Why are children so keen to work from home and 5 ways you can promote this.

"For every hour worked in school children will spend 2 hours working a home!"

Within 20 minutes of the start of the lesson, I had five students ask me if they could continue working on this topic at home. Another one asked if he and his friends could share some of the work, separate from the lesson, but running parallel to it, and work on that at home or at lunchtime. A show of hands at the end of the lesson shows that 90% of the class said they wanted to work on this topic at home.


So why are children so keen to continue working in their own time from home?

"For every hour worked in school children will spend 2 hours working a home!"

That is a remarkable statement and it was made by a year 6 teacher at Aldwyn Primary School during a meeting with Paul, NCCE Greater Manchester Computing Hub Lead. He was frankly astonished by the way the school were mixing traditional and digital skills throughout various lessons without actually having many dedicated ICT lessons.

Children have a lot to learn from working at home. They will learn how to be more independent and depend on themselves, as well as be able to develop their own interests. The best thing about it is that children can continue their education while at the same time giving them a chance to grow in their own unique way, which can be hard otherwise.



The children benefit you by working at home on projects they do not get bored and they do not get distracted by other things. Children also benefit because they can work relaxed and learn new things.


Here are 5 tips to get your students working from home.

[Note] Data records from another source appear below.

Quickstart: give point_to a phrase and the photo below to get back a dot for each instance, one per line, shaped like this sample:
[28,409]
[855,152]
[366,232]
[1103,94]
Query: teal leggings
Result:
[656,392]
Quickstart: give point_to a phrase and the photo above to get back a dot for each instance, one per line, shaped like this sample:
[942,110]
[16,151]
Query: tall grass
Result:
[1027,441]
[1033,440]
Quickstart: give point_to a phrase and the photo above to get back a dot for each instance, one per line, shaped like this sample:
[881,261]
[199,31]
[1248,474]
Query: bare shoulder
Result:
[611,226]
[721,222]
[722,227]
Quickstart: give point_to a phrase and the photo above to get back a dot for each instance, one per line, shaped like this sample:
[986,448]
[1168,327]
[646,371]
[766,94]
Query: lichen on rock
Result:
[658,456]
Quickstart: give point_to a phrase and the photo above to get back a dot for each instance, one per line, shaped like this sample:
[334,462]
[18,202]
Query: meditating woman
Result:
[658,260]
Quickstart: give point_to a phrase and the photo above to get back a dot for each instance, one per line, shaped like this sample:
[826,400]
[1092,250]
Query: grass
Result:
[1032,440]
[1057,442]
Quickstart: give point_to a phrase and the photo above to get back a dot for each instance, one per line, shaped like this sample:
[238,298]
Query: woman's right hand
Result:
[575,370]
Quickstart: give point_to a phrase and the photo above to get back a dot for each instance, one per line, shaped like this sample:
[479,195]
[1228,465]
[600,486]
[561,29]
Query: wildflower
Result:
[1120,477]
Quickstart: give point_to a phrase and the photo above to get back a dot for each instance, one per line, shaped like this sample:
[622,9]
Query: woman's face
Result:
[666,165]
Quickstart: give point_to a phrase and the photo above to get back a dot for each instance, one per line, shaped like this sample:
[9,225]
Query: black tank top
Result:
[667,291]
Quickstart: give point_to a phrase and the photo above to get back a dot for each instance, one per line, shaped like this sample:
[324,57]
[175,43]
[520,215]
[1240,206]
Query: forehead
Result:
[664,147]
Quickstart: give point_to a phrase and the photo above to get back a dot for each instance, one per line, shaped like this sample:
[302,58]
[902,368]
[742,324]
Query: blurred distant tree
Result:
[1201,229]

  1. Make sure children are familiar with your chosen home learning system (Microsoft Teams or Google Workspace for Education).
  2. Make sure the topic is exciting, use the same assignment children are using in class and make sure all the links and documents they need to access are on the assignment and children know what each is for.
  3. Make sure children know how to log into external cloud-based software that might be used during the lesson.
  4. Don’t set an agenda - remember this is something they want to do in their own time so they should be able to choose what they want to do.
  5. Heap a ton of praise on any work completed at home and be prepared to show that work during the next lesson.

Those simple steps should work with all schools which have 21st-century learning platforms (providing children know how to use them). It's having access to these platforms that make children so keen on working at home making them independent learners and allowing them to find the answers to their own questions.